While this analysis benefited from a large sample with carefully defined inclusion/exclusion criteria and detailed assessments, there are limitations. Our analysis is observational in nature and cross-sectional. Therefore, we cannot conclude a causal relationship between amyloid-β and anxiety symptoms nor how this relationship may change over AD progression. As additional findings from the A4 trial emerge, however, future analyses may be able to explore these questions. We have adjusted for variables identified a priori as potential confounders, but we could not account for unmeasured potential confounding factors such as income level, psychological characteristics, or history of cerebrovascular disease, major depressive disorder, or major psychiatric conditions in our analysis. Moreover, we were unable to assess relationships between cortical amyloid-β deposition and other important NPS such as apathy or irritability that may occur early in AD. In addition, the goal of this study was to address relationships between two current individual neuropsychiatric symptoms, depression and anxiety, and cortical amyloid-β deposition, rather than a broad range of more-enduring psychiatric symptoms such as those included in the MBI construct and the MBI-Checklist. Studies evaluating relationships between individual neuropsychiatric symptoms and AD biomarkers interrogate brain-behavior relationships differently from studies evaluating broader symptom clusters over time. The MBI-Checklist can address overall neuropsychiatric symptoms or five symptom classes using the domain subscores and can identify the overall MBI syndrome. However, measures of individual symptoms can help define more specific relationships cross-sectionally or over time, and the MBI-Checklist cannot distinguish some individual symptoms such as anxiety and depression because they are scored in the same domain. Finally, the generalizability of our results is limited by inclusion of a relatively homogenous sample of participants with a unique willingness to participate in a treatment clinical trial and relatively low rates of depression compared to the larger population.

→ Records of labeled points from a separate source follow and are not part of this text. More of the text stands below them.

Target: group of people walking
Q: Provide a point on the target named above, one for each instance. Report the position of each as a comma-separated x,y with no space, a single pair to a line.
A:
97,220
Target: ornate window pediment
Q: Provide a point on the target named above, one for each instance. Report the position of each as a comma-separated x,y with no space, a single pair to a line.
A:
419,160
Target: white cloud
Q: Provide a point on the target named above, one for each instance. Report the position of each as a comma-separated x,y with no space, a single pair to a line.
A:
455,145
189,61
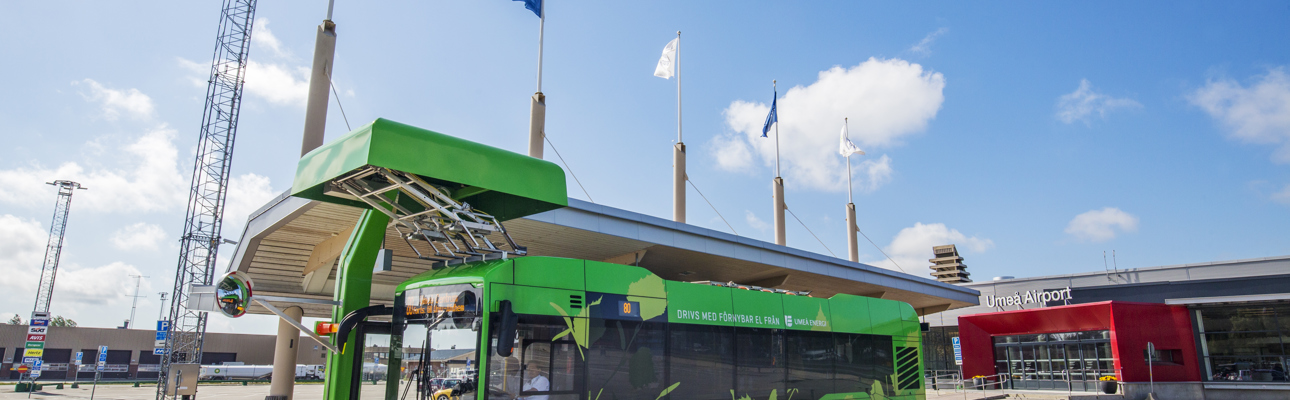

Despite these limitations, this study demonstrates in a large sample of cognitively healthy older adults that amyloid-β deposition is associated with increased anxiety symptoms, and that this relationship is attenuated by subjective cognitive difficulties. The study contributes to a growing understanding of NPS in early AD and the interacting pathophysiological pathways that may underlie their expression. Further studies investigating the progression of AD and NPS in this population will further elucidate the complex relationships among amyloid-β deposition, other specific pathologies, NPS, and cognitive decline in the AD process.